PBS wasn't always America's fourth network. DuMont began life in the early 40's as the first network on the air, and the only one not spun off from radio. They never managed to gather as many affiliates as the Big 3 and, despite developing the now-standard practice of selling commercial time to different advertisers, instead of letting one company control each show, were perpetually in the red. They did put out several popular game shows before finally succumbing to their financial difficulties in 1956.
The episode of Down You Go seen here may be in poor shape, but it's one of the few DuMont shows still in existence today. This cross between What's My Line and Wheel of Fortune is likely DuMont's answer to the panel shows that were wildly popular on the other networks at the time. Four celebrities try to guess Hangman-style puzzles sent in by viewers. Slow-moving and not that exciting, but just the fact that it exists at all makes it interesting.
No one tried to create a real fourth network to rival the Big 3 again until the 90's. Fox Broadcasting became 20th Century Fox's attempt to enter the television market. Most of their early game shows were syndicated programs they picked up, like my old childhood favorite Fun House. They retooled it a little to bring it up-to-date, but it was otherwise pretty much the same Double Dare imitation it had been in syndication.
Fox didn't get heavily into the game show genre until Who Wants to Be a Millionaire hit it big in 1999. They were the first ones out of the gate with imitations. Greed had six contestants answering numerical questions. The one with the furthest answer is eliminated; the others form a team. They can answer questions for dollar amounts up to two million. The member who gives the lowest scoring answer is eliminated by the next-lowest scorer, and so on. Chuck Woolery keeps things moving and suspenseful.

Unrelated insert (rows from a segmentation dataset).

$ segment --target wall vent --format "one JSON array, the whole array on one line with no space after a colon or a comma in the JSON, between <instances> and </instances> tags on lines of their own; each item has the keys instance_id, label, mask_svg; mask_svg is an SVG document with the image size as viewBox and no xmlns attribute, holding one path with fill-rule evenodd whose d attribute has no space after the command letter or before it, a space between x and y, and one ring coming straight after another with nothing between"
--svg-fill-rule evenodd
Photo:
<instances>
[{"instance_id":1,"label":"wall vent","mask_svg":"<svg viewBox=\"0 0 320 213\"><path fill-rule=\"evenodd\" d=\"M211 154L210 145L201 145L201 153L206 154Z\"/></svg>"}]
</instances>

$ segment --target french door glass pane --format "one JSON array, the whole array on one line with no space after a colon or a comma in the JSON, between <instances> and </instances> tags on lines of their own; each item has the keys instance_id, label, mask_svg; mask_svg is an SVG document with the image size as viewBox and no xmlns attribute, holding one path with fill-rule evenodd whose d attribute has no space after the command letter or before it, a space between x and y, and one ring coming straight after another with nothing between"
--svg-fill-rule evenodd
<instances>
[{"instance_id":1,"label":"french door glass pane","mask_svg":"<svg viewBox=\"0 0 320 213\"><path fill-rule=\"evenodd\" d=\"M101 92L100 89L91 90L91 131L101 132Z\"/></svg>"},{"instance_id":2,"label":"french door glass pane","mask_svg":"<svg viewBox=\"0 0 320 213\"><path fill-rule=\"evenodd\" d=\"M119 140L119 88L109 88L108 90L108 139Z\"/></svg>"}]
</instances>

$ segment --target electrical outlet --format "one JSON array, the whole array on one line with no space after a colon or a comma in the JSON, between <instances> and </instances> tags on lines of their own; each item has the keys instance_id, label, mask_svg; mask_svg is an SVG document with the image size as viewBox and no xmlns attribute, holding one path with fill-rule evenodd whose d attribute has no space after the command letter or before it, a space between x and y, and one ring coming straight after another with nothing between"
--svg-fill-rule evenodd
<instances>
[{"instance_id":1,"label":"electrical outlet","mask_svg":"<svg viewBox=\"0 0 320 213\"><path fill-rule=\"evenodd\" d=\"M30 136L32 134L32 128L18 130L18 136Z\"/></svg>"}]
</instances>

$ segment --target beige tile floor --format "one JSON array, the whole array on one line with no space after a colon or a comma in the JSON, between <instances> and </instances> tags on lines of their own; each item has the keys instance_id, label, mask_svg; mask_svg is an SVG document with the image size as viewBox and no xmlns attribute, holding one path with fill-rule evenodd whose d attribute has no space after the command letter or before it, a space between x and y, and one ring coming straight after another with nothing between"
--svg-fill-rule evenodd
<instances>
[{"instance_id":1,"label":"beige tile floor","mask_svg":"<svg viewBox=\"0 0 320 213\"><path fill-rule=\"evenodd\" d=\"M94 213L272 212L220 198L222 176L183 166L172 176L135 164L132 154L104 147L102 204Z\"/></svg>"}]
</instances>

Tough quiz that's one of the better Millionaire clones of the early-mid 2000's. It actually did fairly well in the ratings and only ended because Fox's new executives didn't like game shows. I know a lot of people who grew up in the late 90's-early 2000's who have very fond memories of the original run or its later re-runs on Game Show Network.
Warner Bros and Paramount tossed their hats into the ring with new networks in the mid-90's. The WB and UPN had some successful shows before they were merged as The CW in 2006, but their non-scripted programs weren't among them. They mostly focused on cheaper reality show competitions like Dance 360, UPN's updated hip-hop version of Dance Fever.
The WB did make one short-lived attempt at a Millionaire clone in 2004. Studio 7 crossed the quiz show with reality programming that had college students living together for a week, quizzing each other on the material. Each appeared in six rounds, wearing a ring they gave up if they needed help. The show apparently ran for 7 weeks; I have the intense series finale here.
Explore TV history with these rare game shows! (And yes, watch out for a bad tape on Down You Go...but as mentioned, it's one of the few DuMont programs to survive today.)